Surveys are as old as large societies.
Historically, humans have lived in groups of about 120 people. Researchers say this is roughly the number of people we can actually know, as a friend or relative or acquaintance, not just a name.
However, as soon as we began gathering in societies rather than small villages, it became impossible to know everyone—to talk to them and gauge their feelings or thoughts on an issue. We needed a way to judge the mood of the population even though we couldn’t talk to everyone anymore.
Scholars believe that surveys go back as far as ancient Egypt, Greece and Rome.
During its heyday, Athens had a population of around 250,000 to 300,000 people—far too many people to understand without talking to them. There were only about 30,000 formal citizens—male adults who met certain criteria and were able to participate in government—but even 30,000 were too many without a survey.
One of the things that limited early surveys like ones the ancients used was that they didn’t take the entire population into account. It was more about asking leaders to speak for a group than about finding out each individual’s thoughts or feelings.
“Rulers have used census surveys of the population for thousands of years,” the Prairie Research Institute tells us. “During the Middle Ages, respondents to such surveys typically consisted of authorities such as the clergy or nobles who reported the numbers and living conditions of their parishioners or serfs.”
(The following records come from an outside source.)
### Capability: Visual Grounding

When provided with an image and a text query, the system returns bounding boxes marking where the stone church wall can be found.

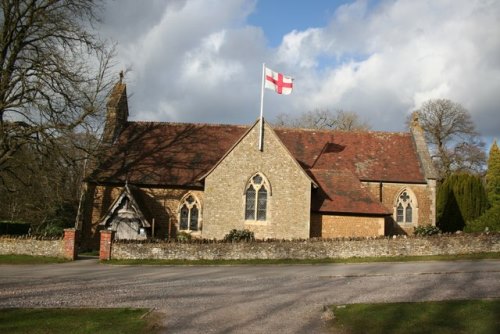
[82,186,203,249]
[111,233,500,260]
[311,213,385,238]
[364,180,436,235]
[202,123,311,239]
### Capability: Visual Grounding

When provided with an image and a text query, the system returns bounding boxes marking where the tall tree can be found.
[416,99,486,178]
[486,140,500,206]
[273,109,370,131]
[0,0,112,185]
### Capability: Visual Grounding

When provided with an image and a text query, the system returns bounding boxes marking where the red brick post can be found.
[99,230,114,261]
[63,228,78,261]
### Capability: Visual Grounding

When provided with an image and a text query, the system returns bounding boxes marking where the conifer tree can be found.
[437,173,488,232]
[486,140,500,206]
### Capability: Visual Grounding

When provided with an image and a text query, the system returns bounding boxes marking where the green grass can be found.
[0,254,69,264]
[0,309,160,334]
[102,252,500,266]
[330,300,500,334]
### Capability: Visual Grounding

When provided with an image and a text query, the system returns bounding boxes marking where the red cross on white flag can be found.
[265,67,293,95]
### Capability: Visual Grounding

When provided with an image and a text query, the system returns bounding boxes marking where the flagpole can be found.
[259,63,266,151]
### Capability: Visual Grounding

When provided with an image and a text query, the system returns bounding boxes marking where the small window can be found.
[395,190,416,223]
[396,203,404,223]
[245,174,268,221]
[245,185,255,219]
[179,195,200,231]
[405,203,411,223]
[257,187,267,220]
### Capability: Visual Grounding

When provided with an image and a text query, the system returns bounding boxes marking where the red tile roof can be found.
[275,129,425,183]
[88,122,248,187]
[88,122,425,214]
[310,169,391,215]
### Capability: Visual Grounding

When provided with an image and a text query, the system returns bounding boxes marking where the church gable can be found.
[99,185,151,240]
[203,123,313,239]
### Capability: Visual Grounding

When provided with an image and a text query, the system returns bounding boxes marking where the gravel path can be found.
[0,260,500,333]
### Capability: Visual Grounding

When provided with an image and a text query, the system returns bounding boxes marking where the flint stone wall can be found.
[111,233,500,260]
[0,236,66,258]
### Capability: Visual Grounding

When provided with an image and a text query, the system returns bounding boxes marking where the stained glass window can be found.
[405,204,412,223]
[396,203,404,223]
[394,189,418,224]
[245,174,268,221]
[245,185,255,219]
[179,195,200,231]
[257,187,267,220]
[179,205,189,230]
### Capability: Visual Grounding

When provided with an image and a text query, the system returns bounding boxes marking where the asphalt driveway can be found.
[0,260,500,333]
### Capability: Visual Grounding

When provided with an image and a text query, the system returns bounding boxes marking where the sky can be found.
[99,0,500,144]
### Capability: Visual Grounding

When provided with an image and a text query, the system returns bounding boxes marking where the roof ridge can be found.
[273,126,410,135]
[127,121,250,128]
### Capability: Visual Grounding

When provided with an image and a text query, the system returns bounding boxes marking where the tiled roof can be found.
[310,169,390,215]
[88,122,247,186]
[88,122,425,215]
[274,129,425,183]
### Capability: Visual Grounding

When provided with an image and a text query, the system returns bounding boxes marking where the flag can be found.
[265,67,293,95]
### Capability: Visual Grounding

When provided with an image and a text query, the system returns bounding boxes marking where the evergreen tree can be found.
[436,173,488,232]
[486,140,500,206]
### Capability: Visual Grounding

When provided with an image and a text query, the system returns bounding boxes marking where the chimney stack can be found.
[102,71,128,145]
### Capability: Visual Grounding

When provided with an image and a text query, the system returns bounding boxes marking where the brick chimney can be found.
[410,111,438,226]
[102,71,128,145]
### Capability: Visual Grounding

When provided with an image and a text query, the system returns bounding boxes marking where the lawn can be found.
[0,308,158,334]
[330,300,500,334]
[0,254,69,264]
[102,252,500,266]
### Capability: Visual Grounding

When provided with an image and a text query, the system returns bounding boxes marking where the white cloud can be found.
[103,0,500,137]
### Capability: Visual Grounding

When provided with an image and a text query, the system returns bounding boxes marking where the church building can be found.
[77,82,436,247]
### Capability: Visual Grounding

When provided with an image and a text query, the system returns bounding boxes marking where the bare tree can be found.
[0,0,112,184]
[416,99,486,178]
[273,109,370,131]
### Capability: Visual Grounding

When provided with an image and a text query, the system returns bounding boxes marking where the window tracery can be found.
[245,174,269,221]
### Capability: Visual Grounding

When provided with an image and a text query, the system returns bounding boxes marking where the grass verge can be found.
[330,300,500,334]
[0,254,69,264]
[102,252,500,266]
[0,308,159,334]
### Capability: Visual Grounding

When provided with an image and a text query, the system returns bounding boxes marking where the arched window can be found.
[395,189,417,223]
[245,174,269,221]
[179,195,200,231]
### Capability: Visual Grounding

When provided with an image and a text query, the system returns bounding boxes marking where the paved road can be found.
[0,260,500,333]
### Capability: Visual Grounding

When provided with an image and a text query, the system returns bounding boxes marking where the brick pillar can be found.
[64,228,78,261]
[99,230,114,261]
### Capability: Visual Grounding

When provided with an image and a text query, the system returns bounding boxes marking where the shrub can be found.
[176,232,191,241]
[464,204,500,232]
[436,173,488,232]
[413,225,441,236]
[224,229,255,242]
[0,220,30,235]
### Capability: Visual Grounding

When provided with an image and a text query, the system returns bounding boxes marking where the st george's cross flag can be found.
[264,67,293,95]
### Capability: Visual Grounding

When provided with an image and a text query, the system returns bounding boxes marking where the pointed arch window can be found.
[179,195,200,231]
[245,174,269,221]
[395,189,416,223]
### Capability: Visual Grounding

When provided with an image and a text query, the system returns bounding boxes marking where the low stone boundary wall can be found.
[0,229,77,260]
[107,233,500,260]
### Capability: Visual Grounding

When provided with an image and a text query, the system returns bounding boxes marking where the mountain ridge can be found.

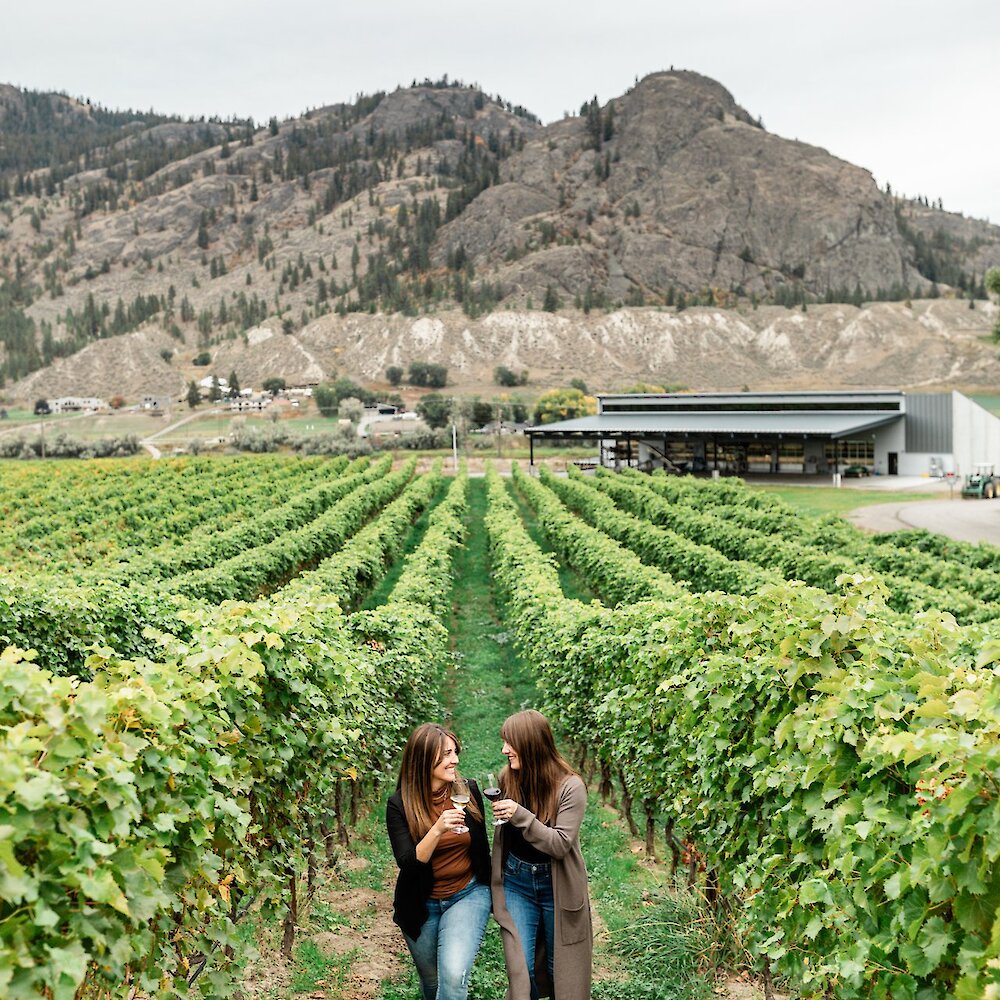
[0,71,1000,394]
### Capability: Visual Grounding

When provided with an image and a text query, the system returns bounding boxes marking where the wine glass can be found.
[451,778,471,833]
[483,771,507,826]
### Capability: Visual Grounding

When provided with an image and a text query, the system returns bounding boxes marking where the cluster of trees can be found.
[0,432,139,458]
[984,267,1000,342]
[417,392,529,430]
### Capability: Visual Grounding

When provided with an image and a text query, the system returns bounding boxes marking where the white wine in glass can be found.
[483,771,507,826]
[451,778,471,833]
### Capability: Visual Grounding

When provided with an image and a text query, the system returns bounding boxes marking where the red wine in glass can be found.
[483,774,506,826]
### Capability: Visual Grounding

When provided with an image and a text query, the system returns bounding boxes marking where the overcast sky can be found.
[0,0,1000,223]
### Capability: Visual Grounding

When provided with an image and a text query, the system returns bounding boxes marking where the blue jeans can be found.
[503,854,556,1000]
[403,876,493,1000]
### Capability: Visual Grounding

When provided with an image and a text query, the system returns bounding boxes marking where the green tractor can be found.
[962,462,1000,500]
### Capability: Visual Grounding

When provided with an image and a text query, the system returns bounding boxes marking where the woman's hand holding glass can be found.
[493,799,517,826]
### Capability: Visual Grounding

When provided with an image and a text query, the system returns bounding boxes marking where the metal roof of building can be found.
[525,410,903,438]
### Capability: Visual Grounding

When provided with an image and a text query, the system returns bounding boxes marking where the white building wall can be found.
[951,392,1000,476]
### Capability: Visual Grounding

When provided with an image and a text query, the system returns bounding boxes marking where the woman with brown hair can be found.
[493,709,594,1000]
[386,723,490,1000]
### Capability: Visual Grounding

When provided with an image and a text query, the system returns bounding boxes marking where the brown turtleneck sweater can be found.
[431,786,472,899]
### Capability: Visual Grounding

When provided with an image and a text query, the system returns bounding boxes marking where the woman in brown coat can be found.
[492,709,593,1000]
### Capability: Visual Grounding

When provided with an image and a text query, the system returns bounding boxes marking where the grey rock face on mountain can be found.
[442,72,926,299]
[16,299,1000,400]
[0,71,1000,398]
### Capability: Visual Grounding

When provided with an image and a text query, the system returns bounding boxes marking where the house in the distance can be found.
[229,392,271,413]
[48,396,108,413]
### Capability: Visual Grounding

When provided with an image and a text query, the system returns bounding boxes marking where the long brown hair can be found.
[396,722,483,841]
[500,708,576,823]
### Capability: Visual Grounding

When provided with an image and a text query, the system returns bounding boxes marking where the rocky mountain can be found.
[0,71,1000,398]
[16,299,1000,401]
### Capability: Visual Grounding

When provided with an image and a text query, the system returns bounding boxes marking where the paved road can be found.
[847,499,1000,546]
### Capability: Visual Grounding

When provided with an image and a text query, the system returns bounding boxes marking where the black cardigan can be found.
[385,781,490,941]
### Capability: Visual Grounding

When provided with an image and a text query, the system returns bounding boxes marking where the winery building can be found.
[525,390,1000,476]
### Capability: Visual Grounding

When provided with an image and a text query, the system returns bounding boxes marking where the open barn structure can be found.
[525,389,1000,476]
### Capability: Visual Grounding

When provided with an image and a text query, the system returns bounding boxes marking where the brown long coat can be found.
[492,775,594,1000]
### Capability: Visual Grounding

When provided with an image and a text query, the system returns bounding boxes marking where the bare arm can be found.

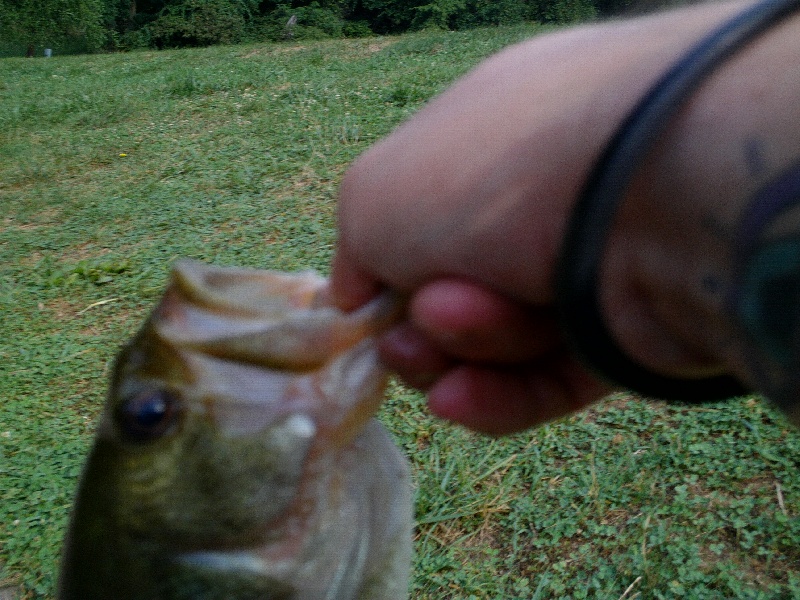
[333,2,800,433]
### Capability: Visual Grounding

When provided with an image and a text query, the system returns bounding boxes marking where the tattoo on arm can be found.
[726,157,800,418]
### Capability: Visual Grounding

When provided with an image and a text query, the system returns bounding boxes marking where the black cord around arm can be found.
[556,0,800,403]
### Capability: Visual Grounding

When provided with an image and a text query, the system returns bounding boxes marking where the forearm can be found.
[332,2,800,433]
[603,2,800,420]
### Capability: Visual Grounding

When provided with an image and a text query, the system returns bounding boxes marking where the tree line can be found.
[0,0,630,55]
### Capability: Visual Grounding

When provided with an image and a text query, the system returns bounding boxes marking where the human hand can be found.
[331,0,756,434]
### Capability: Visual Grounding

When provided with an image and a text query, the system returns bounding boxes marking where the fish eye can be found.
[117,389,182,442]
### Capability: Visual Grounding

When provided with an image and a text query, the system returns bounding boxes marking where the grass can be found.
[0,27,800,600]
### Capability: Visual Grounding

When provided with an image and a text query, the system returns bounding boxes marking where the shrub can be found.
[149,0,255,48]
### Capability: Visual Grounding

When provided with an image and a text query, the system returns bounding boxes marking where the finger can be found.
[409,279,560,363]
[428,357,611,435]
[329,246,381,312]
[378,323,453,390]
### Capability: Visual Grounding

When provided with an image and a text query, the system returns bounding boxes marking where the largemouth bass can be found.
[58,261,412,600]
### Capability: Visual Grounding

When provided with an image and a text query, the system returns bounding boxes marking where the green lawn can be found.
[0,27,800,600]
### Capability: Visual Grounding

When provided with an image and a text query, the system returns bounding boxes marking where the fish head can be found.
[60,261,399,599]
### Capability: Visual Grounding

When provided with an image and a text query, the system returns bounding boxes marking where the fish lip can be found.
[173,550,274,575]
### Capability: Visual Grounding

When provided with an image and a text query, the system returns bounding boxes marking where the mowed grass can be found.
[0,26,800,600]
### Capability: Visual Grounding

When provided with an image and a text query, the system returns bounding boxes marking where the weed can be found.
[0,27,800,600]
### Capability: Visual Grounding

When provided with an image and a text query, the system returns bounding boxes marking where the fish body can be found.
[58,261,412,600]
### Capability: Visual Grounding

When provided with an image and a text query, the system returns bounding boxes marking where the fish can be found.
[57,259,413,600]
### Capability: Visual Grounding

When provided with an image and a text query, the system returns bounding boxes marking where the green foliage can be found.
[148,0,258,48]
[0,0,608,56]
[0,0,109,56]
[539,0,597,24]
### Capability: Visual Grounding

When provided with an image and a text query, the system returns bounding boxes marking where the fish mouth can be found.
[173,550,274,576]
[166,550,296,600]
According to the Institute, rulers didn’t trust the common person to speak on their own behalf—an idea that lasted long past medieval times.
“In the 1800s, Fabian socialists and Karl Marx relied on key informants (factory owners or trusted socialists) for information on working conditions of the poor.”
It wasn’t until 19th century English philosopher and social reformer Henry Mayhew asked the people themselves about their living conditions that surveys began to develop as a viable tool.
In the 1820s, newspapers began taking straw polls—informal surveys of public opinion akin to “tossing straws in the wind.” Most view this as the inception of political polling, inexact as it was.
But in 1916, the Literary Digest began a bigger effort that changed things somewhat. The publication mailed out millions of postcards to ordinary citizens asking their views. While not an exact science, the surveys successfully predicted U.S. presidents for about 20 years.
Things changed even more in 1936 when George Gallup introduced some science into the proceedings. Instead of random mass mailings, Gallup studied smaller groups that were demographically more diverse. He correctly predicted the results of the 1936 U.S. presidential election—Franklin Delano Roosevelt beating Alf Landon—while the Literary Digest got it wrong. (I don’t remember Alf Landon, either, by the way.)
What Gallup did was to introduce the first scientifically based studies of representative demographics, which greatly enhanced the accuracy of surveys in general. He infamously missed the mark in 1948 when Harry Truman upset Thomas Dewey, but Gallup also gave us an outline for modern survey methods.